Think twice before selling your second-hand hard drive

The storage drive of any device holds a significant amount of private information, and even when we delete this data, it can still be recovered quite easily. Secure Data Recovery recently conducted an experiment focused on recovering data from second-hand mechanical hard drives, excluding SSDs and memory cards. The company purchased 100 random hard drives and attempted to retrieve the data using affordable solutions, rather than advanced systems.
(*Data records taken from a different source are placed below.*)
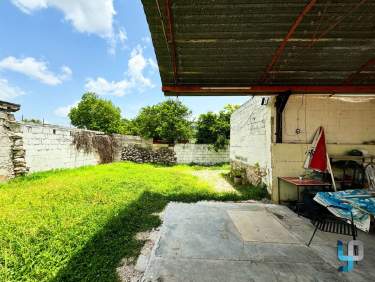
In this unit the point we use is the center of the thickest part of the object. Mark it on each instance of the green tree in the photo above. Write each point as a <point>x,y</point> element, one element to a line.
<point>167,121</point>
<point>94,113</point>
<point>129,127</point>
<point>213,128</point>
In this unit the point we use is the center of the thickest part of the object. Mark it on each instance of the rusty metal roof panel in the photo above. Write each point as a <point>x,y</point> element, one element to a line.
<point>263,42</point>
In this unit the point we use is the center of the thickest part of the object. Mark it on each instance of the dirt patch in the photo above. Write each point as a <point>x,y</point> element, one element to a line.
<point>132,269</point>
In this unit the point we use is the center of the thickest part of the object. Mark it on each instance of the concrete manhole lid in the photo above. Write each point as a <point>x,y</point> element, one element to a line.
<point>260,226</point>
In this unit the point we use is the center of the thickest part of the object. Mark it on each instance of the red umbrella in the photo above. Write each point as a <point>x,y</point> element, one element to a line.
<point>317,156</point>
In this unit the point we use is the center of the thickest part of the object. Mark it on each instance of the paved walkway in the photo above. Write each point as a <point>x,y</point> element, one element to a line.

It’s important to note that they specifically excluded damaged or encrypted drives from the experiment to streamline the process and conserve resources. It should be acknowledged that broken or encrypted drives could potentially yield different results if included in the study.

hard drive

Bad idea to sell second hand hard drives

Secure Data Recovery has successfully retrieved data from a total of 69 hard drives, out of which 30 were damaged and only one was encrypted. It’s worth noting that all the drives involved in the experiment were traditional hard drives without any hybrid solutions or memory chips like SSHD.

The company proudly states that they have recovered an impressive 5.7 million files. However, it’s important to mention that the majority of this number is attributed to a single unit with over 3.1 million files. They also highlight that the oldest drive they worked with was a 2.5-inch Western Digital model dating back to 2004. Additionally, they clarify that almost two-thirds of the drives were 3.5-inch in size.

This experiment reinforces a well-known fact: many users do not take the necessary steps to ensure complete data deletion. Only a small portion of individuals permanently delete their information, and an even smaller percentage goes the extra mile to encrypt their drives.

As an example, it’s interesting to note that eBay used to require sellers to verify the erasure of hard drives before selling them, but this practice appears to have been forgotten or overlooked.

Secure Data Recovery classifies hard drives without any recoverable data as “disinfected.” These drives have undergone thorough data wipes or have been filled with random patterns to ensure data confidentiality.

A spokesperson from the company has provided insights into the treatment of the recovered data, stating, “We adhere to our stringent data handling practices, which encompass more than 100 security checks. We never accessed the contents of any recovered files and securely purged the data after the exercise, following our standard procedures.”

data recovered hard drive

Why should I clean it before selling it?

To ensure the protection of our personal data, it is indeed advisable to take precautions when disposing of storage units. The risk of someone maliciously accessing our sensitive information and using it for extortion or identity theft is a real concern.

One potential risk involves compromising files such as private photos or videos. These could be used against us for blackmail or other malicious purposes, potentially causing significant distress and harm.

Another concerning scenario is the recovery of files containing personal information like employment or rental contracts. Such documents often contain our address, full name, and identification numbers, which could be exploited by individuals seeking to impersonate us.

The consequences of identity theft can be severe. Impersonators may exploit our identity to obtain bank loans, commit serious crimes, or create various problems. Proving our innocence can be challenging, and we may even find ourselves facing legal consequences for actions we did not commit.

Given these risks, the best practice is to avoid selling storage units second hand. Instead, it is advisable to physically destroy the unit to ensure data irrecoverability. This can involve opening the unit, using sandpaper to abrade the plates, and breaking them into multiple pieces. Disposing of the remains in separate containers over several days can provide an additional layer of security.

Although these measures may seem extreme, they are intended to mitigate the potential risks associated with unauthorized access to personal data. By taking proactive steps to safeguard our information, we can minimize the chance of falling victim to privacy breaches and their detrimental consequences.